On 05/10/2014 01:32 AM, Tom Lane wrote:

Peter Geoghegan <pg@heroku.com> writes:

On Fri, May 9, 2014 at 2:54 PM, Tom Lane <tgl@sss.pgh.pa.us> wrote:

However, what it looks to me like we've got here is a very bad
reimplementation of StringInfo buffers. There is for example no
integer-overflow checking here. Rather than try to bring this code
up to speed, I think we should rip it out and use StringInfo.

Heikki did specifically consider StringInfo buffers and said they were
not best suited to the task at hand. At the time I thought he meant
that he'd do something domain-specific to avoid unnecessary geometric
growth in the size of the buffer (I like to grow buffers to either
twice their previous size, or just big enough to fit the next thing,
whichever is larger), but that doesn't appear to be the case. Still,
it would be good to know what he meant before proceeding. It probably
had something to do with alignment.

It looks to me like he wanted an API that would let him reserve space
separately from filling it, which is not in stringinfo.c but is surely
easily built on top of it.

Right, the API to reserve space separately was what I had in mind.

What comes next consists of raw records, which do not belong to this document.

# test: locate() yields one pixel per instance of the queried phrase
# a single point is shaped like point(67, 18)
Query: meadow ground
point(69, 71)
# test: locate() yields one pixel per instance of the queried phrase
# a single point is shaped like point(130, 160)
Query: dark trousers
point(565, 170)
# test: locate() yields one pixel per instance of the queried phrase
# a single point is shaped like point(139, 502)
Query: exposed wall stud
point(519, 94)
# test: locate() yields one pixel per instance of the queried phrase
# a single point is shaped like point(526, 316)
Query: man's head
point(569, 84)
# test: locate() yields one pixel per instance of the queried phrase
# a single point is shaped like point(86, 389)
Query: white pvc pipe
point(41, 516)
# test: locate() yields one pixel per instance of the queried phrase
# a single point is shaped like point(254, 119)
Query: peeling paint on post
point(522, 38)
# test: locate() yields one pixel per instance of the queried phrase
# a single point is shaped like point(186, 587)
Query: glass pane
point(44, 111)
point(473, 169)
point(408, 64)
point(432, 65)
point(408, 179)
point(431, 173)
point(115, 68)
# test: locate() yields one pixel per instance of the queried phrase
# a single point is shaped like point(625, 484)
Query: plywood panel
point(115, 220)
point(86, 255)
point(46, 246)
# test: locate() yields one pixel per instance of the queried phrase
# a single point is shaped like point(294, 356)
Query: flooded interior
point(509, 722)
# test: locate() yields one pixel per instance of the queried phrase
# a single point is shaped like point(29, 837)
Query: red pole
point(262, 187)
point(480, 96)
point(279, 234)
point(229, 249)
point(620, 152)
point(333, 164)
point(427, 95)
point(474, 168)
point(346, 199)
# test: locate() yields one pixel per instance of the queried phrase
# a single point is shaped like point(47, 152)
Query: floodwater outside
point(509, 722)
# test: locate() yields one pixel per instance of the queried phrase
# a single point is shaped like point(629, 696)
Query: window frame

For the moment, I've just gotten rid of
the buggy code fragment in favor of calling enlargeStringInfo, which
I trust to be right.

Thanks. I admit it didn't even occur to me to keep the localized API in
jsonb_utils as wrappers around appendString* functions. I only
considered two options: using appendString* directly, or doing
repalloc's in jsonb_utils.c. I like what you did there.